British navigator, explorer and fur trader (c. 1756 – 1809)

John Meares (c. 1756 – 1809) was an Irish navigator, explorer, and maritime fur trader in service of Great Britain during the late 18th century. He is best known for his voyages to the Pacific Northwest; and from his base in Canton (modern day Guangzhou) he was deeply involved in organising a private network of British trade in China and the wider Pacific outside of the monopoly of the East India Company. His activities precipitated the Nootka Crisis, which brought Britain and Spain to the brink of war. He is also known for his early efforts to open up trade between feudal Japan and Great Britain.

==Career==
Meares' father was Charles Meares, "formerly an attorney of great eminence, and for several years pursuivant of his Majesty's Court of Exchequer in Dublin". In 1771, Meares joined the Royal Navy as a captain's servant and was commissioned a lieutenant in 1778. In 1783 he joined the merchant service and in 1785, based in India, formed the Northwest America Company for collecting sea otter furs by trade with the indigenous peoples of the Pacific Northwest Coast and selling them in China. The East India Company held a monopoly on British trade in the Pacific and required all British traders to be licensed with the company and pay duties. Meares did not license his ships with the East India Company and instead tried to conceal the illegal activity by using the flag of Portugal. Meares registered his ships in Macau, a Portuguese colony in China. Non-British ships were not required to have licences from the East India Company.
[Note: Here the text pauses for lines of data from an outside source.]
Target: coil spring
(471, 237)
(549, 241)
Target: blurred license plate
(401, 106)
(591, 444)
He sailed from Calcutta on 12 March 1786, in the Nootka, a vessel of 200 tons (bm), with which he explored part of the coast of Alaska. He spent the winter of 1786–1787 in Prince William Sound with poor provisions; his men suffered from the weather and scurvy. Twenty-three of his men died of scurvy and the remaining ten were saved only by the timely arrival of Captain George Dixon, a British trader with proper licences, in the Queen Charlotte. Meares gave Dixon his bond never to trade in the Northwest again, and returned to China by way of the Sandwich Islands. Showing no gratitude to Dixon, Meares proceeded to sue him for allegedly overcharging him for the supplies that saved his life.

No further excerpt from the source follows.